Caso Regeni, un duro colpo per la famiglia

GIulio Regeni (foto dal web)
GIulio Regeni (foto dal web)

Sconcertante sviluppo nel caso di Giulio Regeni, il ricercatore italiano scomparso il 25 gennaio, il cui corpo è stato ritrovato in un fosso alla periferia del Cairo, lo scorso 3 febbraio. Poco fa, infatti, la famiglia del giovane studioso si è detta “angosciata” per l’arresto in Egitto “del dottor Ahmed Abdallah, presidente del consiglio d’amministrazione della Commissione egiziana per i diritti e le libertà (Ecrf), ong che sta offrendo attività di consulenza per i nostri legali”.

Il governo egiziano, dopo la contestata uccisione di cinque persone, accusate dell’omicidio del giovane, sembrava deciso a collaborare con le autorità italiane. Era anche emerso il nome di un responsabile dei servizi segreti egiziani coinvolto nell’assassinio. Secondo fonti qualificate vicine al governo, si tratterebbe del generale Khaled Shalaby, l’alto ufficiale della sicurezza nazionale incaricato del caso Regeni.
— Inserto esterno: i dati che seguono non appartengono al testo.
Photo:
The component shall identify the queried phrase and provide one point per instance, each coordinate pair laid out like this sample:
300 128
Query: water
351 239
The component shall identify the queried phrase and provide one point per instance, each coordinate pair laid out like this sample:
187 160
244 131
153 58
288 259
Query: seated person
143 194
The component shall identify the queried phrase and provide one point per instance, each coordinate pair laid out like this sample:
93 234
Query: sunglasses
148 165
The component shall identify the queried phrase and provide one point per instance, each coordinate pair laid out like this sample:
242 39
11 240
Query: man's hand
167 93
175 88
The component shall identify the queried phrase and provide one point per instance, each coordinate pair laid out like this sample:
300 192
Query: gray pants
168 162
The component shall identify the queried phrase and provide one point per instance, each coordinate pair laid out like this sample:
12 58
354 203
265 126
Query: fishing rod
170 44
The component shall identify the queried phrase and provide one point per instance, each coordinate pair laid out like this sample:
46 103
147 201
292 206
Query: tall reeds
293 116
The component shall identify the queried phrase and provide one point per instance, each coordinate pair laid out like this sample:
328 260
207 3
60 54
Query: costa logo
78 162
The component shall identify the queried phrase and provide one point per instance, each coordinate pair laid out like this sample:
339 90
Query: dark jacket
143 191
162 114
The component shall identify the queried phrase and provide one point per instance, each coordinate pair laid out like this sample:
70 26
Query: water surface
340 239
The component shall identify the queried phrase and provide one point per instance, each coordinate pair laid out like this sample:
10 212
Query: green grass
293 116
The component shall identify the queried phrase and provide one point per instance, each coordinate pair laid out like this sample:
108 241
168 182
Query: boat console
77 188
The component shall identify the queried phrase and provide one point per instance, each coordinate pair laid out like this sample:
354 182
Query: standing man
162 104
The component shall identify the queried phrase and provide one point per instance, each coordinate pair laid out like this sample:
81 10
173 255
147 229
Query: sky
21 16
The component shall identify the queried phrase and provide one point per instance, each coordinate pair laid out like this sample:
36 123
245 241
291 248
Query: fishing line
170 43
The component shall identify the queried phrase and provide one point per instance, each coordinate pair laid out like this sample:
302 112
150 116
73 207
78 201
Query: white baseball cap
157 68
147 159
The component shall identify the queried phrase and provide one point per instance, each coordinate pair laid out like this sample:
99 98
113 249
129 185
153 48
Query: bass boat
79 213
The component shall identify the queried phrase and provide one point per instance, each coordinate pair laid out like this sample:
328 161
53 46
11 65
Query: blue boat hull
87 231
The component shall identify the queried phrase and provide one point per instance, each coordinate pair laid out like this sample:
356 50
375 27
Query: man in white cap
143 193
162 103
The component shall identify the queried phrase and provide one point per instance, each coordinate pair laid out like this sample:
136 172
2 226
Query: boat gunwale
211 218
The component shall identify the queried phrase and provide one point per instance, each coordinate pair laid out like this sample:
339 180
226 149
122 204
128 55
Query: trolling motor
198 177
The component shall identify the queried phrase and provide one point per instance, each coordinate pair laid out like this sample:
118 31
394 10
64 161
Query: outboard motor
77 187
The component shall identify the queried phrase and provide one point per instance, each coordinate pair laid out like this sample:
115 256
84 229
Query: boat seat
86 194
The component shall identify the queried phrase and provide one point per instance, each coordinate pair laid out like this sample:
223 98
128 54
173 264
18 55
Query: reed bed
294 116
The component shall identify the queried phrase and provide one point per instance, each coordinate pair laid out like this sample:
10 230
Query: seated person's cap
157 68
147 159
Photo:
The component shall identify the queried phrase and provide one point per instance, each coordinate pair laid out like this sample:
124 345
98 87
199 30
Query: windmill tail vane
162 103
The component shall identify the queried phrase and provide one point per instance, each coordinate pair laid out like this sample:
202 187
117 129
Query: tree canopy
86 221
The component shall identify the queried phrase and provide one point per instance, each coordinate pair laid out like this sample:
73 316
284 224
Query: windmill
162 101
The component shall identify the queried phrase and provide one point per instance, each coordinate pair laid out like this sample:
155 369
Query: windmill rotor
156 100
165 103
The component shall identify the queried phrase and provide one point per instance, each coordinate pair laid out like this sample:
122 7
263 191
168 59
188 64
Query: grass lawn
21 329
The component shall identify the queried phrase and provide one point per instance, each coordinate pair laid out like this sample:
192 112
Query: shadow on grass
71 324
Il militare ha un precedente che pesa: nel 2003, infatti, il tribunale di Alessandria lo ha condannato per aver torturato a morte un uomo e falsificato i rapporti della polizia.

Ieri invece c’era stato lo sfogo della presentatrice Rania Yassen, sulla tv panaraba Al Arabiya: “Voglio dirvi una cosa: tutto questo interesse per il caso Regeni a livello internazionale, come in Gran Bretagna e Usa…. Tutto ciò indica una sola cosa: siamo davanti ad un complotto! Come se Regeni fosse il primo caso di omicidio in tutto il mondo!”.